PortandTerminal.com, March 7, 2020
SEATTLE, WA – A longstanding and bitter feud over two dockworker jobs risked putting the International Longshore and Warehouse Union (ILWU) into bankruptcy. To survive they needed to get a $93.6 million judgement against them reversed or dramatically reduced.
That’s exactly what just happened on Thursday this week.
A federal judge Thursday found a jury’s award of $93.6 million in damages against the International Longshore and Warehouse Union unwarranted and reduced the figure to slightly over $19 million.
In 2012, the ILWU tried to pressure a container terminal operator, ICTSI Oregon, at the Port of Portland to hand over two dockworker jobs being done at the time by workers of another union.
When they didn’t get what they wanted, the ILWU started making life difficult for ICSTI by sabotaging shipping traffic through labor slowdowns and work stoppages.

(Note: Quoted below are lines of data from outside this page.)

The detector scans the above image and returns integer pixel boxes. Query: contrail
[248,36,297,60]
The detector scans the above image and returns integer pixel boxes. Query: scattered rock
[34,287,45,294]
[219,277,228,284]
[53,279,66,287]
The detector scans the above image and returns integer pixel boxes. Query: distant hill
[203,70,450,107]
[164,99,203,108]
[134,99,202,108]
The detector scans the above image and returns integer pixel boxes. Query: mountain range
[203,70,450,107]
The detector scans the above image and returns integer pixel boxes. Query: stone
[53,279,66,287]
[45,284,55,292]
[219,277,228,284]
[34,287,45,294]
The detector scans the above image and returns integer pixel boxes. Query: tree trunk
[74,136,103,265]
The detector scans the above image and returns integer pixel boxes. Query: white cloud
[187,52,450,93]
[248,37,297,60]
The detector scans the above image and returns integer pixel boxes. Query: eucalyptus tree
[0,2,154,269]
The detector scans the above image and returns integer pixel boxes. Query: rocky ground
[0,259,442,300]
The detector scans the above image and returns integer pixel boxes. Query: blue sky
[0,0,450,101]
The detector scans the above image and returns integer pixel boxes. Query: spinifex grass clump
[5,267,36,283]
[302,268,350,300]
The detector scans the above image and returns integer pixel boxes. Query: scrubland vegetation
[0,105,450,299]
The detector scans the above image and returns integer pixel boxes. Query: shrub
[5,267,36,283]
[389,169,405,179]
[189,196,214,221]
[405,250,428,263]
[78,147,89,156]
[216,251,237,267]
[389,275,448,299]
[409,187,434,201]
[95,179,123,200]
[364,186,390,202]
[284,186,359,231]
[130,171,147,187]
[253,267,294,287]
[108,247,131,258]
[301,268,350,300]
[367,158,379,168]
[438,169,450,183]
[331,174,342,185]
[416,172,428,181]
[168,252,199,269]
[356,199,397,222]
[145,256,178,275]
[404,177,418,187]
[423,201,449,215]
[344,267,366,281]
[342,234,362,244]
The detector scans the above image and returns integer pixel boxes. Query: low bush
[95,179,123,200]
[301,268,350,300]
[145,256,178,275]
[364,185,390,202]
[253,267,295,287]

This went on for four years.
The labor slowdowns and stoppages resulted in shipping lines completely abandoning the Port of Portland.
Finally, in 2017 ICSTI Oregon had had enough and bought its way out of its 25-year contract to operate the container terminal at the Port of Portland. Getting out of the contract with the port cost ICSTI $20 million.
Understandably angry, ICSTI then took the ILWU to court to sue for damages and won.
Last November, a federal jury awarded $93.6 million to the former operator of the Port of Portland’s container terminal, ICTSI, Oregon Inc, finding that the dockworkers union ILWU had sabotaged shipping traffic through years of labor slowdowns and stoppages.
The ILWU doesn’t have that kind of money and could have been pushed into bankruptcy if forced to pay the amount. So they appealed and on Thursday last week won.
They still have been ordered to pay ICTSI a lot of money – $19 million, but not nearly as life-threateningly huge an amount as $93.6 million
The former operator of the Port of Portland’s container terminal, ICTSI Oregon, can either accept the lower amount of $19 million or seek a new trial solely to determine the appropriate damages, U.S. District Judge Michael H. Simon ruled in a 53-page decision.
The judge gave ICTSI Oregon two weeks to inform the court of its decision.
Elvis Ganda, ICTSI Oregon’s president and chief executive officer, said the company doesn’t agree with the damages’ reduction. “We are now considering all options in our continuing efforts to hold the ILWU accountable and obtain justice,” Ganda said in a statement.
This fight isn’t over yet, but for now, the ILWU has had their load lightened.